A LEADING mathematician and left political activist in Leeds has died.
Barry Cooper, professor of pure mathematics at the University of Leeds, co-authored books on World War II Bletchley Park code-breaker Alan Turing and his theories.
He became one of the world’s foremost experts on Turing, giving interviews and talks internationally.
Cooper was also leading figure in the 1970s in the Chile Solidarity Campaign.
After the CIA-assisted 1973 military coup in Chile, hundreds of political prisoners were saved from execution by being welcomed to European countries, including Britain.
Cooper was active in welcoming dozens of Chilean refugees to Leeds, helping them find homes and work. Some arrived with only a carrier bag and a guitar, and first point of refuge was Leeds Trades Club in Savile Mount.
Three generations of some Chilean families have reason to be thankful for Cooper’s activism.
He grew up in Bognor Regis and attended Chichester Grammar School, during which time he played scrum-half for the under-16s England rugby team. He won a scholarship to study mathematics at Oxford University. After graduating in 1966, he threw himself into academia and spent two years as a lecturer at UC Berkeley in the US.
Returning to Leeds in the 1970s he combined working as a mathematician at the university with politics and community activism.
He was candidate in local elections for the Communist Party of Great Britain.
His many interests included jazz, and he co-founded Leeds Jazz which brought artists to the city of the calibre of Courtney Pine, Paul Motian, Archie Shepp and Jan Garbarek.
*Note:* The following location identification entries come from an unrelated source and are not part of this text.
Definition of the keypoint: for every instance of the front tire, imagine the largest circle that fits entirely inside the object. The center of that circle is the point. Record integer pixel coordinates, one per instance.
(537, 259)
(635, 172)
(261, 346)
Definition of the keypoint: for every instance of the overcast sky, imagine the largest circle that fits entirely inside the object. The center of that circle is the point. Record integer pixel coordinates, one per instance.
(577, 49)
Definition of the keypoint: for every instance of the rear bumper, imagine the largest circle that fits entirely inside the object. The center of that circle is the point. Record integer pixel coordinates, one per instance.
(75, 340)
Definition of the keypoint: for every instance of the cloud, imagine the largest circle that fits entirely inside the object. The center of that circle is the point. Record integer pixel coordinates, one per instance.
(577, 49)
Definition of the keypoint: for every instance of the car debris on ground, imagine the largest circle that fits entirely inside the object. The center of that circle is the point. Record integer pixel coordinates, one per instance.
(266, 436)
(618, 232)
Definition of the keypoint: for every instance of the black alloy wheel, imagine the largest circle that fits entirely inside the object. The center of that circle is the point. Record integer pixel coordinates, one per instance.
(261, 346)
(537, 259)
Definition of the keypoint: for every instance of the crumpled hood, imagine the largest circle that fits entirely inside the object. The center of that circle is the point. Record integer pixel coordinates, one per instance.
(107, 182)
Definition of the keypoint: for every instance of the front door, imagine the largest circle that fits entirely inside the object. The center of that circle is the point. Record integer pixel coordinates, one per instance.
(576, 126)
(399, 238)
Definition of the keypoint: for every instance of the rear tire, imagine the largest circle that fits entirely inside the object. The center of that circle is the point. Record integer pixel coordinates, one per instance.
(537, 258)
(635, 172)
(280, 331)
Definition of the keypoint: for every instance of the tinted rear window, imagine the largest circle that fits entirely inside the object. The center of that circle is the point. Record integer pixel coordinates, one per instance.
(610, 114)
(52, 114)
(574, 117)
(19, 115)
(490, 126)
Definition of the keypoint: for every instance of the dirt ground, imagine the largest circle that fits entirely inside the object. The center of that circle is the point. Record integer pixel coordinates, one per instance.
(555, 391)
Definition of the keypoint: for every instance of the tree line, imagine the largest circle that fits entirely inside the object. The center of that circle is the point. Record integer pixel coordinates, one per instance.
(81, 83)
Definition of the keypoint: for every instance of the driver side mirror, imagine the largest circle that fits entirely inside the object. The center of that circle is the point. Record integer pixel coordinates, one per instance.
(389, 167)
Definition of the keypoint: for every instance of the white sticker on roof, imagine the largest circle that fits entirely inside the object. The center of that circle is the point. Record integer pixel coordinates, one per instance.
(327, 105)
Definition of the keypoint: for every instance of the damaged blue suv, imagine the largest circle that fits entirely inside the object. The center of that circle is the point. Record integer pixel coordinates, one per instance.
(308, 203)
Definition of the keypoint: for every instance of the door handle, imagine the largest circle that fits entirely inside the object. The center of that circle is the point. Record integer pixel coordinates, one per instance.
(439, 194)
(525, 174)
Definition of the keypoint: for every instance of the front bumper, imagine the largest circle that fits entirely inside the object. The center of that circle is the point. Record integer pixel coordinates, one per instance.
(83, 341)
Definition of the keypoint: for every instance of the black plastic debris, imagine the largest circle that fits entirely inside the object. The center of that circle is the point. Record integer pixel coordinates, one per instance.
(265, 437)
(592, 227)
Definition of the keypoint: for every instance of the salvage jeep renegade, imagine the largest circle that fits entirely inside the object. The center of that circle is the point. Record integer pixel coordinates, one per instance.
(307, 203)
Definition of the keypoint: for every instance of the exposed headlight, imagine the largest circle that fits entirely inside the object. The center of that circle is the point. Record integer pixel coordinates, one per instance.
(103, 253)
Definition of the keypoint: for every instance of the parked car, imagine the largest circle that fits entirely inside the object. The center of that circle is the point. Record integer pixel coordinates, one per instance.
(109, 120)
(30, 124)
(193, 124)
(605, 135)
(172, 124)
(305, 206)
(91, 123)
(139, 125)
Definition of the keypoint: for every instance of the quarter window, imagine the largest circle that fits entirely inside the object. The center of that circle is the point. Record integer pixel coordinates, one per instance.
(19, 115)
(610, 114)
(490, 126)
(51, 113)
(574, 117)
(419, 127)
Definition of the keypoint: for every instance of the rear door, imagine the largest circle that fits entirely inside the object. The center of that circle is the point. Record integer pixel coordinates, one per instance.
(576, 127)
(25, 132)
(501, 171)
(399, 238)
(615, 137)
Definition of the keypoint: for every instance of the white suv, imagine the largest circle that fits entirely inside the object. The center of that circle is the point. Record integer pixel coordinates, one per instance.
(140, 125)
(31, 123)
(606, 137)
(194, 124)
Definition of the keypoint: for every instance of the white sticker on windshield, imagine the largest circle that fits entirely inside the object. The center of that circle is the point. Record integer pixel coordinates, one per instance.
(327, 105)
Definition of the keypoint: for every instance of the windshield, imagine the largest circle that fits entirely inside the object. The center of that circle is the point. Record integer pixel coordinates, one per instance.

He was also keen on marathon running.
Academic tributes included one from Alexandre Borovik of the London Mathematical Society’s De Morgan Forum.
Borovik wrote: “He was a major figure in computability theory, especially degree theory, also exploring in the last 10-15 years wider and more philosophical ramifications.
“Barry had been exceptionally energetic in recent years, and died with several papers and books still in progress. He played a leading role in developing Computability in Europe, of which he was president, and also by chairing the Turing Centenary Advisory Committee, [which] helped to drive the international and hugely successful Turing Centenary in 2012.”
Cooper leaves his first partner Sue Buckle and their two daughters, Carrie and Shirin, and his wife Kate Cooper and their two sons Evan and Mark.